Gibt es eine europäische Identität, gibt es ein Europa?

PRAG: Bezeichnen sich die europäischen Völker tatsächlich als "Europäer" oder handelt es sich hierbei um eine bloße Floskel, mit der versucht wird, die geographischen Gegebenheiten in einen "Gedankenstaat" zu transformieren. Diese Frage wird häufig im Zusammenhang mit Debatten darüber, wieviel Souveränität die Nationalstaaten auf die Europäische Union übertragen können oder sollten, gestellt. Viele sind der Meinung, dass es nicht gut enden könnte, wenn man die nationalen Bindungen zu schnell in den Hintergrund drängt und gegen ein nicht vertrautes, vielleicht sogar schimärisches Konzept der europäischen Einigung eintauscht.

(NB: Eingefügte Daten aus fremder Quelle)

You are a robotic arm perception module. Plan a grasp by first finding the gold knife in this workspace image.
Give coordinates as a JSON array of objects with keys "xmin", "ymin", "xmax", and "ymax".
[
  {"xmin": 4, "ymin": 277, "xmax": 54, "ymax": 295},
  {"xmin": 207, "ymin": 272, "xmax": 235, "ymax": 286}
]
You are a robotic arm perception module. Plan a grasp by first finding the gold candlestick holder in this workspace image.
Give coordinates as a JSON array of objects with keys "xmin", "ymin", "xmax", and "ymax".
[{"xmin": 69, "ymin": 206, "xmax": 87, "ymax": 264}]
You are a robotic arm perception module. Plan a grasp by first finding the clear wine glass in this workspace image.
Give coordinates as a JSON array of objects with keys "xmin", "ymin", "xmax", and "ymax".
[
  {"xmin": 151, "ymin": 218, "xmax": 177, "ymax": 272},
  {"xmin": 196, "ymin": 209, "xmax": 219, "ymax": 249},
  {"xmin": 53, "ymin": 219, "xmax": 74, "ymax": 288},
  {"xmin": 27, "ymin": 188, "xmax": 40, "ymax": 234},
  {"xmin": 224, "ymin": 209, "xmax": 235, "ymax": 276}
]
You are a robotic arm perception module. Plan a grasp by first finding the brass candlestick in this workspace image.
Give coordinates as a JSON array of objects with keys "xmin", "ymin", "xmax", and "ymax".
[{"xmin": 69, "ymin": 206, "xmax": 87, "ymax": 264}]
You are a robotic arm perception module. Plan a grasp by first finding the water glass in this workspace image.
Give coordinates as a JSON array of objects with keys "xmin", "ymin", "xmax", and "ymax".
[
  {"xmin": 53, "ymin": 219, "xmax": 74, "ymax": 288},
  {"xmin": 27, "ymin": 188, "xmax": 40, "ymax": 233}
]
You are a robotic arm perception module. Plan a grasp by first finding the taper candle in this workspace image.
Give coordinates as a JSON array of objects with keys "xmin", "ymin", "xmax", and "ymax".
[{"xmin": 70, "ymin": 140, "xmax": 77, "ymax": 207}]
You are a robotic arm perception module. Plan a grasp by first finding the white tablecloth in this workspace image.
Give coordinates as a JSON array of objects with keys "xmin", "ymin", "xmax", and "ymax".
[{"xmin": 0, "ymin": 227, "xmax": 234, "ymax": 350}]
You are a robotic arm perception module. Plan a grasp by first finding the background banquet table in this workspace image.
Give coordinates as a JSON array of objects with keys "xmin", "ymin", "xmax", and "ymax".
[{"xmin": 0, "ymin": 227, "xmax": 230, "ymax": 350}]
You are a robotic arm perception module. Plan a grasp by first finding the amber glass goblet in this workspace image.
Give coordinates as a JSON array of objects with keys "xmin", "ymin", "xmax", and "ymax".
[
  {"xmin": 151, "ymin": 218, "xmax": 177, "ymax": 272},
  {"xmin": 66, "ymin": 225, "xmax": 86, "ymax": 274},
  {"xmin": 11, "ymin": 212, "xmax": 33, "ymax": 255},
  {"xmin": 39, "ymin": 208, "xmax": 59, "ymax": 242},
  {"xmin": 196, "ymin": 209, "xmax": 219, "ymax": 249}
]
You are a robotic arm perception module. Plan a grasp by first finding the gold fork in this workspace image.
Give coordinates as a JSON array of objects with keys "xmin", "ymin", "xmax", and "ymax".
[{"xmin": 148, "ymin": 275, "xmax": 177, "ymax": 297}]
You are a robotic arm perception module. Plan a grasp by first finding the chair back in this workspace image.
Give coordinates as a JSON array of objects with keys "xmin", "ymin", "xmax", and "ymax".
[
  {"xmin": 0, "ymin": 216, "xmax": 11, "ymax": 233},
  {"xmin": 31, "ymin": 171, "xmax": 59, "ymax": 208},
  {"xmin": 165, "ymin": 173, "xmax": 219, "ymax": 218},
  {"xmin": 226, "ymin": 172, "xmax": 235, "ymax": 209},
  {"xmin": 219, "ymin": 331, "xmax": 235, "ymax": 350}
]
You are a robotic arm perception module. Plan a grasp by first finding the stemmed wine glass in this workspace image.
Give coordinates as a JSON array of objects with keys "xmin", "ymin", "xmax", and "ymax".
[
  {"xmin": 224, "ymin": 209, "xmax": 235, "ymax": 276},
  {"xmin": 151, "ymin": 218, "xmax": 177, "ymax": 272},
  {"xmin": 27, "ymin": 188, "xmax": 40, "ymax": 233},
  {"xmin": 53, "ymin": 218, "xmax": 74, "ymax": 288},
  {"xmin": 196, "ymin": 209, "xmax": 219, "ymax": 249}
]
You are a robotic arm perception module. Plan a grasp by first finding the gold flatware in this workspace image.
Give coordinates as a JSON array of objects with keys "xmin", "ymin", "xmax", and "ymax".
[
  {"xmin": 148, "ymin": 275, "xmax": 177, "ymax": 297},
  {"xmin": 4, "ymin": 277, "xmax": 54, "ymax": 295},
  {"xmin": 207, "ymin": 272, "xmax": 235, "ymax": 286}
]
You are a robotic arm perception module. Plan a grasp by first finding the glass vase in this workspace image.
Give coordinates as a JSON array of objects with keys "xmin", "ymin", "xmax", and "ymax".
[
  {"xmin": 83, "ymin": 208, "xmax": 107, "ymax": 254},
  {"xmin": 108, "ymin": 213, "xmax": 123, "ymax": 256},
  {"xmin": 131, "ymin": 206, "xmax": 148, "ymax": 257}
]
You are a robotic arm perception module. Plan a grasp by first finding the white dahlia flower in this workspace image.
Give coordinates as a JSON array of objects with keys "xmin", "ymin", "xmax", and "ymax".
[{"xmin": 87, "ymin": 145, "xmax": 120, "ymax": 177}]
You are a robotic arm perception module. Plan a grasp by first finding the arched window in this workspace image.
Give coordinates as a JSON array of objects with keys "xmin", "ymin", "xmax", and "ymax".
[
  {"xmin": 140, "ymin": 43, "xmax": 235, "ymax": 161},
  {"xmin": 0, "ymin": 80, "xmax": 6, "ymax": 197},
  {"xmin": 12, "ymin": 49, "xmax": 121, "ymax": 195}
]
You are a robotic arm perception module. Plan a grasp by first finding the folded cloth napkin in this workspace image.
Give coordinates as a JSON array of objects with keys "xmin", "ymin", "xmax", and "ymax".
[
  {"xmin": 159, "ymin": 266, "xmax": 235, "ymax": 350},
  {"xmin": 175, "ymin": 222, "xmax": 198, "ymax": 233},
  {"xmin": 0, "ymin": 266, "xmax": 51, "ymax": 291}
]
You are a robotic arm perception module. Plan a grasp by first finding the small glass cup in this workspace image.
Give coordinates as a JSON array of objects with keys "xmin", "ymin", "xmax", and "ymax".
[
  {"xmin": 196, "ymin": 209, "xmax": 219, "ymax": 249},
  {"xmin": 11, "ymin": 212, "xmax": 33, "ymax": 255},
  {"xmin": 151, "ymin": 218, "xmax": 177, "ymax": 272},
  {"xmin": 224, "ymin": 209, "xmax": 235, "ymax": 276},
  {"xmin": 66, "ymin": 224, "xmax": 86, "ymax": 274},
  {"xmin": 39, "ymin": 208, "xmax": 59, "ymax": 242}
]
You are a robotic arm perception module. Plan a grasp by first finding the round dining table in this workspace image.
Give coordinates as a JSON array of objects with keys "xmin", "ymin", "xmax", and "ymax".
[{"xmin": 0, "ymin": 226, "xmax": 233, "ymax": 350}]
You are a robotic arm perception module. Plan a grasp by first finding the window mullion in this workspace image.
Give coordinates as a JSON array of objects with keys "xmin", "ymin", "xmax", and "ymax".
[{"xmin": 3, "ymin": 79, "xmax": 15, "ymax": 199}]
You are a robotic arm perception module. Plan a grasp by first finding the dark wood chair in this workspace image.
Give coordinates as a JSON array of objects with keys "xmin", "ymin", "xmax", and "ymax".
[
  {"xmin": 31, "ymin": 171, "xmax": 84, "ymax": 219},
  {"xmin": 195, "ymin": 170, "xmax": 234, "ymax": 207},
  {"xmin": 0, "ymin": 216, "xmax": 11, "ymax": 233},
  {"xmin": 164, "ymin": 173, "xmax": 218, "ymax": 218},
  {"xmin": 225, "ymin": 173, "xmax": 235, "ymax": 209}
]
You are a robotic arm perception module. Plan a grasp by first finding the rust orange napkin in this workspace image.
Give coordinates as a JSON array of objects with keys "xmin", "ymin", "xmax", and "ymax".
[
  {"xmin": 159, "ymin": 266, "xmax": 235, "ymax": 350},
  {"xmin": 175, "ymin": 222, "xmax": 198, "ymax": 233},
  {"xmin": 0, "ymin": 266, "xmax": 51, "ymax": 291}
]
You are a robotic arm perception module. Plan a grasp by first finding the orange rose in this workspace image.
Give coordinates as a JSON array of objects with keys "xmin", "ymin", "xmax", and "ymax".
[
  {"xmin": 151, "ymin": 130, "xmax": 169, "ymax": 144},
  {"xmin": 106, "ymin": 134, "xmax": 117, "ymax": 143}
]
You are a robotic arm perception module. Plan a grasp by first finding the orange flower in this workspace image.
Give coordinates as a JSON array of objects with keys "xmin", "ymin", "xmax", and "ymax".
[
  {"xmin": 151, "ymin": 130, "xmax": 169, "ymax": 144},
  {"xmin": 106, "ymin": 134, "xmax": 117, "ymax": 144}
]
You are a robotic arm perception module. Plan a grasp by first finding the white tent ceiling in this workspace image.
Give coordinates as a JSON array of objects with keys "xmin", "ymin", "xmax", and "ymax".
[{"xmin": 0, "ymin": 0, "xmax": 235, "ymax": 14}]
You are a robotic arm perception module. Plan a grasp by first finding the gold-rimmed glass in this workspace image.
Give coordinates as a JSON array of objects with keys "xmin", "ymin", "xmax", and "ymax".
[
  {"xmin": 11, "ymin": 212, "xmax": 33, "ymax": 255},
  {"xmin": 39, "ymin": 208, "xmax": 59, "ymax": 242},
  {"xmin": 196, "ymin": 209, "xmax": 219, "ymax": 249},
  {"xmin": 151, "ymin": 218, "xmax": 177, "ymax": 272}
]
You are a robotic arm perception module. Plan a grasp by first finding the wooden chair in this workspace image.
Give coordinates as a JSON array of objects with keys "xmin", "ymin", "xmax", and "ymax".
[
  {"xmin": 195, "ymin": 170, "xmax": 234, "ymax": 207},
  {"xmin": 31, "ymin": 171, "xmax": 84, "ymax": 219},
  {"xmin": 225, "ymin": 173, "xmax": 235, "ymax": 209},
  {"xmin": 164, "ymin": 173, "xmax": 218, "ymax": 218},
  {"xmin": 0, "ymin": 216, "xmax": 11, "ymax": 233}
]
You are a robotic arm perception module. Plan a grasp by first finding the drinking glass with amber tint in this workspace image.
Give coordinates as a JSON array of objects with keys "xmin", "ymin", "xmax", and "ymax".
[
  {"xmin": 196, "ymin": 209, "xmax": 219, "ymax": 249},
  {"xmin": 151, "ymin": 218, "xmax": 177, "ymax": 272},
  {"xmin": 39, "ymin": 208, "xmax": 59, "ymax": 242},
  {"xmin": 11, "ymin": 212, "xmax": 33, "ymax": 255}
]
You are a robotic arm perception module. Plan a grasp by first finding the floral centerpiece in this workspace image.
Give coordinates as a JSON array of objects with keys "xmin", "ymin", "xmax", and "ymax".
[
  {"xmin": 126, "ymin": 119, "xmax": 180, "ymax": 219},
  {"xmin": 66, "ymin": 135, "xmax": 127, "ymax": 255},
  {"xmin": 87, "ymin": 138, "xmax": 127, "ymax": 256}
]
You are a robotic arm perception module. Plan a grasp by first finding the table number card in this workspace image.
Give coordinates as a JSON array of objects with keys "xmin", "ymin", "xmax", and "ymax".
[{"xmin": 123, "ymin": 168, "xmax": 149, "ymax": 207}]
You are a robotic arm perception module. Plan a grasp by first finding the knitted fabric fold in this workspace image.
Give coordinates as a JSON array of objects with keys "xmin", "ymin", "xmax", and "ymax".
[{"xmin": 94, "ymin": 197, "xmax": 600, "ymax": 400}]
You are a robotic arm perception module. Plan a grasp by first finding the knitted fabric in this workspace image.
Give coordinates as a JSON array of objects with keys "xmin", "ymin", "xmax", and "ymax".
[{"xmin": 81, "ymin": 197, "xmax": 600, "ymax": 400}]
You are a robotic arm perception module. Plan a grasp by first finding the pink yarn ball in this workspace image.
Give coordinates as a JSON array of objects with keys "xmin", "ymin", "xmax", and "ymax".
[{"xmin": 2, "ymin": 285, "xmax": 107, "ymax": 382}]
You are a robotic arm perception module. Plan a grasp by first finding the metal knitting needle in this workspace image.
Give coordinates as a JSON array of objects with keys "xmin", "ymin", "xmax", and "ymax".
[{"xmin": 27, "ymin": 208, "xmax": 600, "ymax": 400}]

Wenn ich mich selbst frage, bis zu welchem Grad ich mich als Europäer empfinde und was mich mit Europa verbindet, muß ich mit leichtem Erstaunen zur Kenntnis nehmen, dass ich erst jetzt über diese Frage nachdenke. Warum habe ich nicht schon viel früher darüber nachgedacht, zu der Zeit, als ich die Welt zu entdecken begann? War es deshalb, weil ich meine Zugehörigkeit zu Europa als oberfächliche Angelegenheit von geringer Bedeutung betrachtete? Oder nahm ich meine Verbindung mit Europa als einfache Gegebenheit hin?

Meine gesamte Umwelt war so selbstverständlich europäisch, dass es mir nie in den Sinn gekommen wäre, meine Empfindungen zu hinterfragen. Nicht nur das – ich glaube, ich hätte lächerlich ausgesehen, wenn ich geschrieben oder erklärt hätte, dass ich Europäer sei oder mich als Europäer fühlte, oder wenn ich mich ausdrücklich zu einer europäischen Orientierung bekannt hätte. Derartige Erklärungen hätten pathetisch und wichtigtuerisch gewirkt, und ich hätte sie selbst als anmaßende Version einer Art von Patriotismus gehalten, den ich bei Nationalpatrioten verurteile.